Gol Linhas Aereas Inteligentes SA, Brazil’s second-largest airline, will cut 2,500 jobs to restore profitability, twice as many as it had planned last month, Chief Financial Officer Leonardo Pereira said.
The Sao Paulo-based carrier is firing workers and won’t replace those leaving the company, Pereira said in an interview today at Bloomberg’s headquarters in New York. The company said as recently as May it would trim about 1,200 positions from a workforce of about 20,500. Gol expects to end 2012 with 138 planes, down from 150 to start the year.
A slowdown in economic growth, declines in the currency and an inability to raise prices amid increasing competition fueled losses at the airline in three of the past four quarters, according to data compiled by Bloomberg. Gol more than doubled capacity in the past five years as growth surged in Latin America’s largest economy.
The company will “most likely” end the year with fewer than 18,000 workers, Pereira said. “That’s a result of not hiring people, not opening new positions. We are being very cost conscious.”

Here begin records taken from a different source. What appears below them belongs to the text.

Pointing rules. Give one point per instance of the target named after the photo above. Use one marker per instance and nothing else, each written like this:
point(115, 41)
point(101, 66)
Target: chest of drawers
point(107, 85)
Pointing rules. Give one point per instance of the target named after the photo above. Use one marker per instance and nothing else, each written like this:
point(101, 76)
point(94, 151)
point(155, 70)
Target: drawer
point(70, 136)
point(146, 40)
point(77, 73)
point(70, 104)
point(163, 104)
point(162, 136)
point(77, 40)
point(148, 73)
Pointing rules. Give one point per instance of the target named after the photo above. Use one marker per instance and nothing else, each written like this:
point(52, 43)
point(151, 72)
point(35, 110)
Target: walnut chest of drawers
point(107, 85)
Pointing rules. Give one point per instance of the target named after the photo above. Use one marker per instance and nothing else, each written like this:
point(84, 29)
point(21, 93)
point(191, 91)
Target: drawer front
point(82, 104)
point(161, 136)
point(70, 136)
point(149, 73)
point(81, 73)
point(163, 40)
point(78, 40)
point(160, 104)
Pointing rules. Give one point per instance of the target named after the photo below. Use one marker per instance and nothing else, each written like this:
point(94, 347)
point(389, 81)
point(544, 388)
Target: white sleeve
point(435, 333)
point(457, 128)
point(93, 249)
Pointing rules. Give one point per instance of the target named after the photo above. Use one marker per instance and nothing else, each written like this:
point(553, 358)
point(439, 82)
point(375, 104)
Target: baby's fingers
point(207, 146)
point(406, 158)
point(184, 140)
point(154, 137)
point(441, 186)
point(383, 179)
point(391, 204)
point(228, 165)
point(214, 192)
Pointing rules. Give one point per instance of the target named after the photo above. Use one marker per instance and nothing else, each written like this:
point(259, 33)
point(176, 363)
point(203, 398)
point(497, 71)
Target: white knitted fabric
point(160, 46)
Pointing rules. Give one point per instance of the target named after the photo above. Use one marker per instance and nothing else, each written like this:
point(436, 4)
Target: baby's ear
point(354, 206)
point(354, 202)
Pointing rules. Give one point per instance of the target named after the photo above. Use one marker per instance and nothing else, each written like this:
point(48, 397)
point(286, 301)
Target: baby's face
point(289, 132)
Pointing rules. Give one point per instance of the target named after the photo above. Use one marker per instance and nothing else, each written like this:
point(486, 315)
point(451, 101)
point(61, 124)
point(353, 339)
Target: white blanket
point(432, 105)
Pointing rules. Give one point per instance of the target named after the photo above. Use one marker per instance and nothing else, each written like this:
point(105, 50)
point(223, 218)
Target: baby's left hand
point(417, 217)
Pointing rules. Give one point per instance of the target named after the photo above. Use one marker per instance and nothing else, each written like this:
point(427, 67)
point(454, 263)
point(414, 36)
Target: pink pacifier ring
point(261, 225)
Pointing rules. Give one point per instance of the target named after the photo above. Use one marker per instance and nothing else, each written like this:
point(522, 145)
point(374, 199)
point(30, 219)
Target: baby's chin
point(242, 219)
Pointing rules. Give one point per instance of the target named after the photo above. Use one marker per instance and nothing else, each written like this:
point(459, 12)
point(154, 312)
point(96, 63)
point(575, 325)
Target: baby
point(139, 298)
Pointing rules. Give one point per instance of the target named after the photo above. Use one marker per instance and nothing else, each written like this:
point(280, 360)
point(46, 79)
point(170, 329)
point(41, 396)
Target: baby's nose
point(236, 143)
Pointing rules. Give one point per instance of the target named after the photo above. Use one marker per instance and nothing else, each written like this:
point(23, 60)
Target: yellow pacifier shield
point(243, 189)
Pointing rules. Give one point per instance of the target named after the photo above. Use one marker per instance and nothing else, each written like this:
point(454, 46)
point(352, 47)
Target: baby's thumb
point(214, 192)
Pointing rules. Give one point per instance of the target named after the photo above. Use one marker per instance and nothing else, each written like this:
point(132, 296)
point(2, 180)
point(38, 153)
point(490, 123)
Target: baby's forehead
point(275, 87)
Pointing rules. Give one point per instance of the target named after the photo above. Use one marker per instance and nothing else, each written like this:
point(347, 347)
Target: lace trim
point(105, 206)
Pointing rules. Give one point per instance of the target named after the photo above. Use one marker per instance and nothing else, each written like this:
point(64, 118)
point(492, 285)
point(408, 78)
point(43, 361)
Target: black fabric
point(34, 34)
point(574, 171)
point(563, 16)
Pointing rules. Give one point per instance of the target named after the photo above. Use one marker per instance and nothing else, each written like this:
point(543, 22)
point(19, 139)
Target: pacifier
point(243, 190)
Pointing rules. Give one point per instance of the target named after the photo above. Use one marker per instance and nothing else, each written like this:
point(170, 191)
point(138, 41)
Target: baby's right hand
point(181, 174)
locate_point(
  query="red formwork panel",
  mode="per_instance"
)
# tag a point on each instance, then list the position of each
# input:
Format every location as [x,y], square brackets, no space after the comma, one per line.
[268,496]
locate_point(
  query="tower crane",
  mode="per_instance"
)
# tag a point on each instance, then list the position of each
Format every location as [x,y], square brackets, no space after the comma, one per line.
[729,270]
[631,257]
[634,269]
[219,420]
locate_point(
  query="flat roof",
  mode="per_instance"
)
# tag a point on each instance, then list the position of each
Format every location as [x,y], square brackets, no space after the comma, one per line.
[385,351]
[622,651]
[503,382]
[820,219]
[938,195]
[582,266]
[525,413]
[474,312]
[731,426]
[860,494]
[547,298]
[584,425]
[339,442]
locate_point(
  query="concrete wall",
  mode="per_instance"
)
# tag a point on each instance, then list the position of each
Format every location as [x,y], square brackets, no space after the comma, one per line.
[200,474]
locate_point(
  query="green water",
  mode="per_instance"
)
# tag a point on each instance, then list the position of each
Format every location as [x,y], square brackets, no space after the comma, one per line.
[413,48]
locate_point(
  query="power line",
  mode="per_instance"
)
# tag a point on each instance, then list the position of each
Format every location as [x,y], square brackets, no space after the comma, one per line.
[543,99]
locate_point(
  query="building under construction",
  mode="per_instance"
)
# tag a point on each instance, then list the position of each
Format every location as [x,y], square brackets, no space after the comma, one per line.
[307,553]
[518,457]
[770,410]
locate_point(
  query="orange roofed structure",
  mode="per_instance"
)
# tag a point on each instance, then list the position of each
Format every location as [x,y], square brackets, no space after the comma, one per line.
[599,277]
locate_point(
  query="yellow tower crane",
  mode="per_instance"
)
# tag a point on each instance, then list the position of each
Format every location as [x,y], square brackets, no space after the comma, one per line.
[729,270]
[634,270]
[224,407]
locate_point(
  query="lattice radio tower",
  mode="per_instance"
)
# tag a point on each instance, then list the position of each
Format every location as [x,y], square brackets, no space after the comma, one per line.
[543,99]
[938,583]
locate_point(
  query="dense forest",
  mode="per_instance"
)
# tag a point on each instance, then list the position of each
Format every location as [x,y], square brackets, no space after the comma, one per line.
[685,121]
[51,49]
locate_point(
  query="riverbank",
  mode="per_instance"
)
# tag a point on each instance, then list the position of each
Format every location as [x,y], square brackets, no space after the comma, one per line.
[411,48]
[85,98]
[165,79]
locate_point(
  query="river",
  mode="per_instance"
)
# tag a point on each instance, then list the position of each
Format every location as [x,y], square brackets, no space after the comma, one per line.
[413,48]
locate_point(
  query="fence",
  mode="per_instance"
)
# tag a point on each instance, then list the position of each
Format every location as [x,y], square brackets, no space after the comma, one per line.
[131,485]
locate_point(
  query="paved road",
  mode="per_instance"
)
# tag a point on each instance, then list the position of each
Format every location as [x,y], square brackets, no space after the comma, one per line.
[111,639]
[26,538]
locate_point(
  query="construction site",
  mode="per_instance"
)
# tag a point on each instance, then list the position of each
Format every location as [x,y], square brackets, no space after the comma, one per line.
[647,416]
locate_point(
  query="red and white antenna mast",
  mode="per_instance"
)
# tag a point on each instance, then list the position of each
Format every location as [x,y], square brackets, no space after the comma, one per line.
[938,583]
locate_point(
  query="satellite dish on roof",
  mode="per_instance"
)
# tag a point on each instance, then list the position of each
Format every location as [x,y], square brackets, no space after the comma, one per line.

The company’s stock has tumbled 47 percent in the past year, compared with a 12 percent decline for Brazil’s Bovespa stock index. Yields on the company’s benchmark dollar bonds due in 2020 have surged 325 basis points, or 3.25 pecentage point, in the past three months to 12.16 percent, Bloomberg data show.
Brazil’s economy will expand 2.18 percent this year, down from 2.7 percent in 2011, according to the median estimate of 100 economists in a central bank survey published today. The real has lost 11 percent this quarter, the biggest drop among the 16 most-traded currencies tracked by Bloomberg. About 55 percent of Gol’s costs, including fuel and aircraft leases, are in dollars, while the majority of receivables are in reais.
The carrier announced June 18 that Chief Executive Officer Constantino de Oliveira Jr. was stepping down and Paulo Kakinoff, Audi AG’s Brazil head, was preparing to take over as CEO on July 2. Oliveira will become chairman.
“We have done a tremendous exercise inside the company in terms of adapting the cost structure,” Pereira said. “If you have a scenario where you have a weaker real or higher fuel costs, you have to have an operation that’s leaner. We are working very hard on cutting fixed costs.”